Following are the list of various Spark parameters:
NOTE
To use any Spark endpoint you must have installed mapr-livy, mapr-spark, mapr-hive, mapr-hivemetastore packages.
Table 1. MCP Spark Endpoint Options
Parameters Description
mcp.spark.enabled To enable Spark endpoint.
mcp.spark.session-use The user that will create sessions in impersonation-disabled mode
mcp.spark.pool.size Number of sessions pre-created for impersonesion-disabled mode.

Default value: 3

mcp.spark.userpool.size Number of available concurrent sessions/users for impersonation mode.

Default value: 3

mcp.spark.session.ttl ttl for Spark sessions for impersonation-disabled mode.

Default value: 10

mcp.spark.session.userttl ttl for Spark sessions for impersonation-enabled mode.

Default value: 30 minutes

mcp.spark.impersonation-enabled To enable or disable impersonation mode.

Default value: true

Table 2. Spark options (these values are passed to Spark engine):
Parameters Description
mcp.spark.driver.memory Driver memory for Spark session.

Default value: 1 GB

mcp.spark.driver.cores Number of driver cores per Spark session.

Default value: 1

mcp.spark.executor.memory Executor memory per Spark session.

Default value: 1 GB

mcp.spark.executor.cores Number of executor cores per Spark session.

Default value: 1

mcp.spark.executor.instances Number of executors per Spark session.

Default value: 1

Table 3. Iceberg options
Parameters Description
mcp.spark.iceberg.extensions Extension to use for Iceberg integration.

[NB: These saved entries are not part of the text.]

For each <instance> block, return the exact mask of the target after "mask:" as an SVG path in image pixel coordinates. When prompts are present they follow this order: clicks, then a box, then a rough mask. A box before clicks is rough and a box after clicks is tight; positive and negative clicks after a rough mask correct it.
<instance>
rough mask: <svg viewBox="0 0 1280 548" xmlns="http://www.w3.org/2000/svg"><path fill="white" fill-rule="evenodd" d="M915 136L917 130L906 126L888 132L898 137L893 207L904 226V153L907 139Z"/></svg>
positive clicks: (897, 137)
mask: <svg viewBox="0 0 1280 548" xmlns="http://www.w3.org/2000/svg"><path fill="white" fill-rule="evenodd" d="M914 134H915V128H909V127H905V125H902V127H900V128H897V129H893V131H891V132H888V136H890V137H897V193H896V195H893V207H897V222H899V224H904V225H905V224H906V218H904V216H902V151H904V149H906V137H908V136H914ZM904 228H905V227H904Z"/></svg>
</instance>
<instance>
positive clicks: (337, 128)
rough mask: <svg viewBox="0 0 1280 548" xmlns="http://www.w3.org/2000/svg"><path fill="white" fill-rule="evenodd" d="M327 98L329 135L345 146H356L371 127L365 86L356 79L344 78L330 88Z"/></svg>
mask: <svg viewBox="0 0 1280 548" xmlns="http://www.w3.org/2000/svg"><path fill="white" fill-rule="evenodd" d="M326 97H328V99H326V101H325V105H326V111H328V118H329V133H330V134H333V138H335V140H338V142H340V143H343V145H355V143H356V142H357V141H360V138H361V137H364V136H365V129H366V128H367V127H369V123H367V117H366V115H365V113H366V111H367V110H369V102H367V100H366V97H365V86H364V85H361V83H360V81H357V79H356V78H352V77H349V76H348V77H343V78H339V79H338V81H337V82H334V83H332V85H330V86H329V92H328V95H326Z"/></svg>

Default value: org.apache.iceberg.spark.extensions.IcebergSparkSessionExtensions

mcp.spark.iceberg.catalog iceberg catalog to use (org.apache.iceberg.spark.SparkCatalog by default)

Default value: org.apache.iceberg.spark.SparkCatalog

mcp.spark.iceberg.catalog.type Catalog type.

Default value: hive

mcp.spark.iceberg.catalog.uri Catalog URI.

Default value: thrift://localhost:9083

mcp.spark.iceberg.useBuiltIn Use built in Iceberg library.

Default value: true